Laying Down the Law in 1903

Among the many things I've been adding to the Library includes an article from 1903 called New Automobile Law Divides The Experts.  It's about what seems to be one of New York's first comprehensive laws for cars on highways.  You can read the whole thing, but here are some interesting excerpts, along with less interesting commentary...

"No city ordinance shall require an automobile or motor vehicle to travel at a slower rate of speed than eight miles per hour within closely built up portions, nor at a slower rate than fifteen miles an hour in sections where the houses are more than 100 feet apart.  No ordinance shall require an automobile or motor vehicle to travel at a slower rate of speed than twenty miles an hour within any town or village beyond the closely settled territory, except in cases specially defined by the law."

Speed limits: 8 in the city, 15 in the 'burbs, 20 in the country.  Seems pretty slow?  "This will give automobilists the advantage of running their vehicles at high speed in many localities in the immediate vicinity of the city where the limit is now eight miles an hour."  So, in 1903, 8 miles an hour is slow, 20 is "high speed."  I don't think people do 8 any more in parking lots, and 20?  That's school zone speed now!

This is also, from what I can tell, the origination of drivers' licenses in New York state: "Every person desiring to operate an automobile as mechanic, employe, or for hire, must within thirty days after the law takes effect file a statement with the Secretary of State, giving his name and address and also a description of the machine he is capable of operating, with a registration fee of $1.  In return he shall receive an operator's certificate, which he must always carry with him when operating an automobile."  Requirements?  Write your name, pay a dollar.  No mention of a driving test either written or practical, in an age when cars had no safety features whatsoever!  In this, the world has definitely changed since the early 1900's!

Percy Owen of the Automobile Club of America said, "In the section defining the penalties you find that these are not only for violation of this law, but for violations of ordinances or regulations which may have been passed by the authorities of townships or municipalities regarding the running of automobiles, of which one may be perfectly ignorant.  Say, for instance, in some little town there has been a collision between a fire engine and an automobile.  The first thing the Town Council will pass is an ordinance declaring it a misdemeanor for an automobile to cross the street where the engine house is situated without first stopping.  How are you going to know this if you pass through there for the first time in your life?  And if you have been convicted for two offenses equally trifling before, you are sent to jail as a common criminal."

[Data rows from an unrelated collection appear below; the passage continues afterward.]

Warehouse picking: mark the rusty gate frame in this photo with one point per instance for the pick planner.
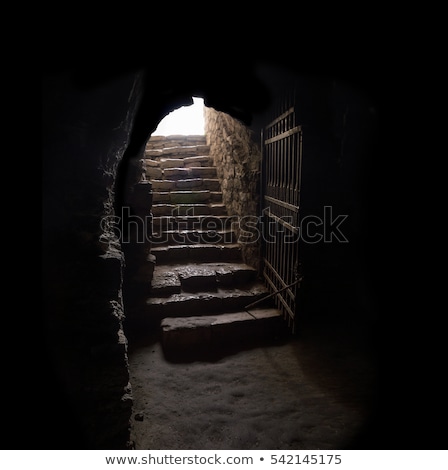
(281, 174)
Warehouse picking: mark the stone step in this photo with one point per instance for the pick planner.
(174, 254)
(193, 236)
(186, 162)
(202, 333)
(160, 210)
(220, 300)
(179, 173)
(175, 140)
(208, 184)
(193, 277)
(183, 197)
(187, 150)
(176, 149)
(198, 222)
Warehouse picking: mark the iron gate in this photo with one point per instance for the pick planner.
(281, 181)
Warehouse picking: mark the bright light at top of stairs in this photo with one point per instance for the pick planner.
(187, 120)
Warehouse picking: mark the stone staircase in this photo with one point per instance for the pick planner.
(200, 287)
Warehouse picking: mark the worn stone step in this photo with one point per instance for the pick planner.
(193, 277)
(183, 197)
(200, 302)
(186, 150)
(193, 236)
(172, 254)
(183, 173)
(187, 334)
(198, 222)
(159, 210)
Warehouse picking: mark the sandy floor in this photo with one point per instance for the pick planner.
(313, 392)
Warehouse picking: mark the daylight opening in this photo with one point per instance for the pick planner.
(187, 120)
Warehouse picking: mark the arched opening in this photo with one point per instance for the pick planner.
(187, 120)
(87, 132)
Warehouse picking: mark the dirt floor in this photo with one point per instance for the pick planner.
(314, 391)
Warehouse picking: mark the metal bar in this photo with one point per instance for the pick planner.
(278, 291)
(283, 135)
(282, 203)
(281, 282)
(287, 225)
(282, 116)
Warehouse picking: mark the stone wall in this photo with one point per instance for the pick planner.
(88, 402)
(237, 158)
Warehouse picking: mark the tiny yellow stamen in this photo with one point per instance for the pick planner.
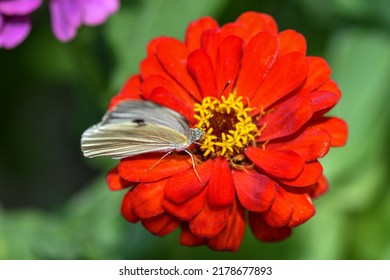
(227, 124)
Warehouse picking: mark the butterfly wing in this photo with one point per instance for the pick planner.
(147, 112)
(134, 128)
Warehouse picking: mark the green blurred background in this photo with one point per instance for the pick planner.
(54, 204)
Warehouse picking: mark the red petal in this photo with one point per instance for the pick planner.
(220, 188)
(303, 206)
(309, 176)
(182, 186)
(258, 58)
(163, 97)
(173, 56)
(251, 23)
(281, 211)
(228, 63)
(288, 118)
(311, 144)
(210, 42)
(129, 91)
(195, 31)
(188, 209)
(152, 66)
(331, 86)
(115, 182)
(264, 232)
(291, 41)
(229, 239)
(319, 188)
(154, 81)
(161, 225)
(336, 127)
(147, 199)
(187, 238)
(201, 70)
(279, 163)
(127, 209)
(287, 73)
(138, 168)
(319, 73)
(153, 44)
(209, 221)
(323, 101)
(256, 192)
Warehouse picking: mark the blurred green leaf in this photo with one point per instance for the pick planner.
(130, 30)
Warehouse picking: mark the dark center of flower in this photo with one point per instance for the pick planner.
(227, 125)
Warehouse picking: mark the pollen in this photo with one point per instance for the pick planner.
(227, 125)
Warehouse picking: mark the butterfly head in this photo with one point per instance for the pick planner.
(196, 134)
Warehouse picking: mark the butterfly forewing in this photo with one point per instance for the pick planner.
(136, 127)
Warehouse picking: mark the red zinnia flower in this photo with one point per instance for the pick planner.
(263, 138)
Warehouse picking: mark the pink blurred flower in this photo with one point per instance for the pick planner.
(68, 15)
(15, 23)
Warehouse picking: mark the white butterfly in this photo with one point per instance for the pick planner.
(137, 127)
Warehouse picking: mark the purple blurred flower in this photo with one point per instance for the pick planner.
(14, 21)
(68, 15)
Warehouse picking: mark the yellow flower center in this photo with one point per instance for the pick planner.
(227, 125)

Interestingly, we're still seeing echoes of that very same issue, all of 109 years later, with Chicago passing an ordinance against driving while talking on a handheld cellular telephone while it was still legal in the rest of Illinois.  Chicago is also a transportation hub situated between Indiana and Wisconsin, and is a tourist destination.  If a great number of people don't keep up with Chicago's traffic ordinances because they don't live there, how many people can be expected to keep up with, say, Richmond, Volo, Spring Grove, Lakemoor, Wauconda, Lake Zurich, Palatine, and all the ones I'm missing on U.S. Route 12 between 53 and the Wisconsin border?  Percy Owen was right about two things: we now have strict laws about yielding to emergency vehicles, and nobody can possibly keep up with all the local traffic ordinances driving from jurisdiction to jurisdiction in the age of the automobile.

Oh, and one other thing that hasn't changed in over a century: government's not the best at sharing information. "Deputy Police Commissioner Piper said last night that no information, to his knowledge, had been received at Police Headquarters regarding the law, and that therefore no steps had been taken to enforce it."